I had a condition causing chronic, debilitating pain. I’d built up a massive tolerance to codeine and regularly took a lot more than prescribed. One morning I took double my prescribed dose then lay on the sofa. I suddenly felt very, very tired, all I wanted to do was sleep but it wasn’t like normal falling asleep. I could feel myself being dragged under and kept trying to stay awake. Then I started to think it felt quite nice but realised something wasn’t right. My heart rate was under 40 and something told me that if I went to sleep I wouldn’t wake up, as much as it felt nice. I probably should have rung an ambulance but instead made myself take a tiny nibble from the biscuits next to me every time I felt the going under feeling and slowly I retuned to normal!

bananawaffle · 22/01/2024 21:50

So scary!

PeggySooo · 22/01/2024 21:53

As a child my dad used to lift me off the ground by my neck and strangle for what felt like a long time. I remember thinking "is he going to kill me?" Over and over and just struggling to breathe/panicking.

StoneOracle · 22/01/2024 21:54

Don't know if this counts, but I did something stupid as a teenager. I knew that was it, that I was going to die. There was a feeling of great peace, love and compassion, that everything was going to be alright.

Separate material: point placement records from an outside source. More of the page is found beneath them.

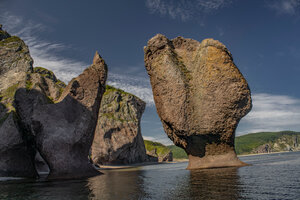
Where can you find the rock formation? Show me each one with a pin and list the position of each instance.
(64, 131)
(15, 150)
(200, 96)
(118, 138)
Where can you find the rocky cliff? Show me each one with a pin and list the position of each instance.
(63, 132)
(118, 138)
(200, 96)
(16, 153)
(38, 113)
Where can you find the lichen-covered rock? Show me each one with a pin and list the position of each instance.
(15, 60)
(118, 138)
(200, 96)
(64, 131)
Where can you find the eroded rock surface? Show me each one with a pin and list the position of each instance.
(200, 96)
(15, 150)
(64, 131)
(118, 138)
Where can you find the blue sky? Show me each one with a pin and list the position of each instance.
(262, 35)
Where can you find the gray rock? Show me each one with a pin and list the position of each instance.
(64, 131)
(15, 153)
(118, 138)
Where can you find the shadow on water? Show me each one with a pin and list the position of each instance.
(112, 185)
(170, 181)
(218, 183)
(269, 177)
(175, 182)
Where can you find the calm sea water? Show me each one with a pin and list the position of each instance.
(274, 176)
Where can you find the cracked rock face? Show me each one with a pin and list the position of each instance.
(64, 131)
(200, 96)
(15, 152)
(118, 138)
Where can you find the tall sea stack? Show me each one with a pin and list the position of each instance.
(200, 97)
(118, 138)
(63, 132)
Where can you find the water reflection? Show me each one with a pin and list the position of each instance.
(120, 184)
(219, 183)
(40, 190)
(269, 177)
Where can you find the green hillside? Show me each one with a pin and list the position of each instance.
(276, 141)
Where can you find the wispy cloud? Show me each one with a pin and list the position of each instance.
(44, 53)
(48, 54)
(289, 7)
(271, 113)
(139, 86)
(184, 9)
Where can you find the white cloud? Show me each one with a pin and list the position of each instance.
(284, 6)
(184, 9)
(271, 113)
(136, 85)
(46, 54)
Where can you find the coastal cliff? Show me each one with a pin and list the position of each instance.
(200, 97)
(118, 138)
(40, 115)
(268, 142)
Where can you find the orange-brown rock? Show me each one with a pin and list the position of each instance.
(200, 97)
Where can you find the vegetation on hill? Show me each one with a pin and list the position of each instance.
(271, 141)
(161, 150)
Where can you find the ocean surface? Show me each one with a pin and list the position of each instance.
(272, 176)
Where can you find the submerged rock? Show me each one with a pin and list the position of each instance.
(118, 138)
(64, 131)
(200, 96)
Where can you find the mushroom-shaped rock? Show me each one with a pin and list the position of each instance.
(64, 131)
(200, 96)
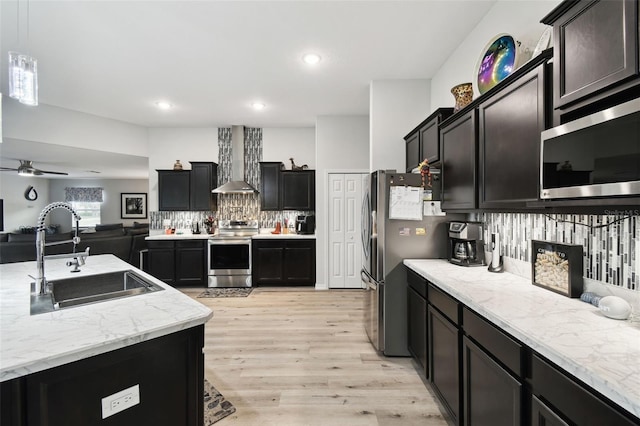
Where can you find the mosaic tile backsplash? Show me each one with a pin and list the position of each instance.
(232, 206)
(611, 244)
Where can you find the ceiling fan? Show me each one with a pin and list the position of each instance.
(26, 169)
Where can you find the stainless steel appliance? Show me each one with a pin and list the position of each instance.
(386, 241)
(594, 156)
(466, 246)
(305, 224)
(229, 254)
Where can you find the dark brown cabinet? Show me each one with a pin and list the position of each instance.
(173, 190)
(509, 129)
(597, 51)
(178, 262)
(541, 415)
(444, 337)
(460, 162)
(188, 190)
(285, 189)
(423, 142)
(270, 185)
(492, 374)
(169, 371)
(417, 319)
(203, 179)
(298, 190)
(283, 261)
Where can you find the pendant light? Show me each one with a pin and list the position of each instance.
(23, 72)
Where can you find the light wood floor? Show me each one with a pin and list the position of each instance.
(296, 356)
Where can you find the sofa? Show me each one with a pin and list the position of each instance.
(123, 242)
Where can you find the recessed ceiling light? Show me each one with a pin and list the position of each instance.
(164, 105)
(311, 58)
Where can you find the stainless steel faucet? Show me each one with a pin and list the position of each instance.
(79, 258)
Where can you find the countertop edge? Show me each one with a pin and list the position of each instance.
(609, 388)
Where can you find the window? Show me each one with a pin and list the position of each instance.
(89, 213)
(86, 202)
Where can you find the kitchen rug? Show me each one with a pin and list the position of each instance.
(226, 292)
(216, 407)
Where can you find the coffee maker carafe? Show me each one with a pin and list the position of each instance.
(466, 246)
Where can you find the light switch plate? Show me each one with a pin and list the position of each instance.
(120, 401)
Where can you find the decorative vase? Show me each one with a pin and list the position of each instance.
(463, 94)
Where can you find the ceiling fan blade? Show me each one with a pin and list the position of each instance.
(51, 173)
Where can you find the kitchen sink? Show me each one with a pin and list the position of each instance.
(69, 292)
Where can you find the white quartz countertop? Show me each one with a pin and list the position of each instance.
(180, 236)
(31, 343)
(604, 353)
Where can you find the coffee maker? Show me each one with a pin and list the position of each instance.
(305, 224)
(466, 247)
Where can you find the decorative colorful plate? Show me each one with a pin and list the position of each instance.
(497, 62)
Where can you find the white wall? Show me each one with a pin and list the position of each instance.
(110, 208)
(166, 145)
(521, 19)
(280, 144)
(395, 107)
(61, 126)
(18, 211)
(342, 143)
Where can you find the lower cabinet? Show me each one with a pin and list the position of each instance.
(168, 370)
(566, 400)
(484, 377)
(417, 309)
(491, 395)
(444, 361)
(283, 261)
(178, 262)
(541, 415)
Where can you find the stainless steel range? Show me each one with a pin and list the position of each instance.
(229, 257)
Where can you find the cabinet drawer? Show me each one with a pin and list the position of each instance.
(154, 244)
(502, 347)
(417, 283)
(189, 244)
(445, 304)
(573, 400)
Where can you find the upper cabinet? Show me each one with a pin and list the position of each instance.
(204, 178)
(270, 185)
(173, 189)
(509, 127)
(460, 162)
(491, 148)
(597, 50)
(286, 189)
(423, 142)
(188, 190)
(298, 190)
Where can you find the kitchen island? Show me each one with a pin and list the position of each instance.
(57, 366)
(574, 337)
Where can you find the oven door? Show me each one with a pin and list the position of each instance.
(229, 262)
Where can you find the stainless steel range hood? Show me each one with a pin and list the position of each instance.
(237, 184)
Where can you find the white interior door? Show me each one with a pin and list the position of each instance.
(345, 253)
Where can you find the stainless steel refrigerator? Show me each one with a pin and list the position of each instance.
(388, 237)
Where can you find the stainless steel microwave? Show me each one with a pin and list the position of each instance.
(594, 156)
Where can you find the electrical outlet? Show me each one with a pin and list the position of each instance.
(120, 401)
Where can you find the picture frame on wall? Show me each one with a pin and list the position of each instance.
(133, 205)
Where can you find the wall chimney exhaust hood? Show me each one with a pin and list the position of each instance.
(237, 184)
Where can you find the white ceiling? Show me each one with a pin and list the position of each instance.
(212, 59)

It felt like someone - a being - god? - was with me, and they let me know I had a choice. I could stay where I was and die and stay in that warm, peaceful place and whatever, whoever it was that was with me was so reassuring that if that's what I wanted, if I couldn't carry on living it was ok - and I saw it all play out, what would happen. Or I could choose to get up, to get help, and I saw how that would play out as well.

I went for the second option.

Dotchange · 22/01/2024 21:54

PeggySooo · 22/01/2024 21:53

As a child my dad used to lift me off the ground by my neck and strangle for what felt like a long time. I remember thinking "is he going to kill me?" Over and over and just struggling to breathe/panicking.

Oh my word- how terrifying.

I too am saddened by all the people choked to near death by a partner

Blomdd · 22/01/2024 21:55

I've had CPR and prior I don't remember anything.

Fluffywhitecloudsinthesky · 22/01/2024 21:59

I am also not afraid of dying, due to nearly dying. It's an odd thing, in my case I felt peaceful the whole day before, even though I didn't know it would happen- I had the thought 'if this is the last day of my life, it's been a lovely day'. I don't believe it was a premonition as such, but I was very centred and calm, and I didn't feel so bad when I eventually woke up to be told I had to be brought back. I can't explain it, but I know I'm not scared. In some ways, I almost find living quite hard afterwards, it just felt like a lovely long rest.

K44 · 22/01/2024 22:03

@SerenityNowInsanityLater thank you for sharing that, it’s made me cry but I’m not sure what emotion is actually making me cry. But it’s reassuring to read your experience.